Diante das manifestações que ocorrem agora em todo país, não pude deixar de também falar – ou talvez seja melhor dizer escrever – o que sinto. E o que sinto, meus compatriotas, é um grande sentimento de orgulho de ser brasileira. Povo saindo às ruas, usando sua voz para reivindicar seus direitos – nossos direitos -, direitos de todo cidadão. Infelizmente, o que estamos observando (quem acompanha da internet, que no momento é o melhor canal de informações) é a violência desmedida contra a população. E esse é o terror das ruas, da repressão, do grito sufocado há tanto tempo em nossa garganta. Por isso, deixo aqui expresso meu apoio, meu texto singelo em homenagem ao nosso povo lutador e uma toalha branca na janela. #OGiganteAcordou #PrimaveraBrasileira #RevoltadoVinagre #SemViolência #VemPraRua #VemPraJanela

* * *

grito_sufocadoDe repente, não mais que de repente, o céu tão negro tornou-se branco.

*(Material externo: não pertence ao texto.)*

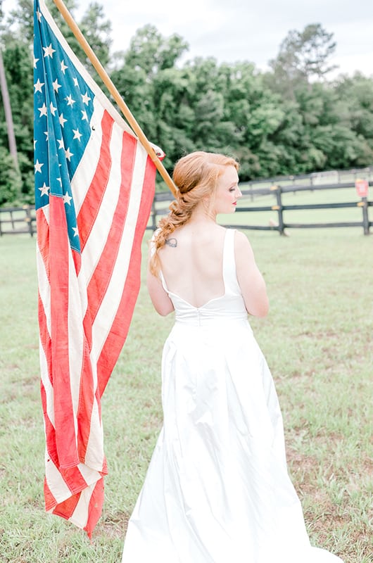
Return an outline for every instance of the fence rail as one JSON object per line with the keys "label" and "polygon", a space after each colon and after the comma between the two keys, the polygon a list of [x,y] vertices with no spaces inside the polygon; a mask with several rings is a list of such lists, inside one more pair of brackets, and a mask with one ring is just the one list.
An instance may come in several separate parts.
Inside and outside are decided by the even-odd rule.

Não de estrelas, não de sol, mas de névoa. Turvo pelas lágrimas, o céu tingia-se pelo sangue que escorria dos nossos olhos e da nossa alma, que sangrou e sangrou por tanto tempo, calada.

O peito ardia. O grito não saía.

O silêncio é uma mordaça. Engasga como veneno. O silêncio é violento. Machuca como a lâmina. O silêncio é triste. Mata lentamente.

Gritos na rua. Pés no asfalto, sobrepondo-se depressa. Rosas despedaçadas no chão, com todos os seus sonhos pisoteados, como se nada significassem.

“CALE-SE! CALE-SE! CALE-SE!”, ouviam-se os altos brados ecoando na névoa. Ou seria “cálice”, como na música?

Será que nada mudou?

Será que é tudo isso em vão?

BUM. BUM. BUM. Tiros e explosões. Quem conseguia correr, corria. Quem conseguia se esconder, se escondia. Quem não conseguia, morria.

Por dentro.

A dor, a humilhação, os gritos. Os sonhos consumidos, as mãos engessadas, a voz calada.

Mas a dor, a dor você pode usar de duas maneiras: contra ou a favor. Você pode chorar e você pode enxugar as lágrimas. A dor na verdade é sua amiga. Uma aliada à coragem, aos sonhos e à esperança.

Não importa o tempo que for. O tempo é infinito e a vontade também. Não é possível impedir que as ideias floresçam, cultivando os sonhos.

E mais uma vez a névoa se dissipa, as lágrimas secam, o céu se torna negro. E quando o céu clarear será também um novo dia, com um novo sol e novas esperanças.

E o grito será ouvido.

* * *

toalha

Na falta de uma bandeira, aí está minha toalha branca na janela.

Post original no blog Um Ano de Medo.

Nota da autora (no blog Um Ano de Medo): Peço desculpas por esse conto não ser de terror como os que geralmente aparecem aqui. Ele fala de outro horror, aquele do dia-a-dia, o terror que permeia nossas vidas e cerceia nossa vontade, nosso progresso, nossos direitos. Quero deixar bem claro que esse conto é a minha opinião e somente minha, não do blog, não dos estimados colegas escritores. Cada um pode pensar o que quiser, pois essa é verdadeira beleza das ideias: elas pertencem a cada um de nós.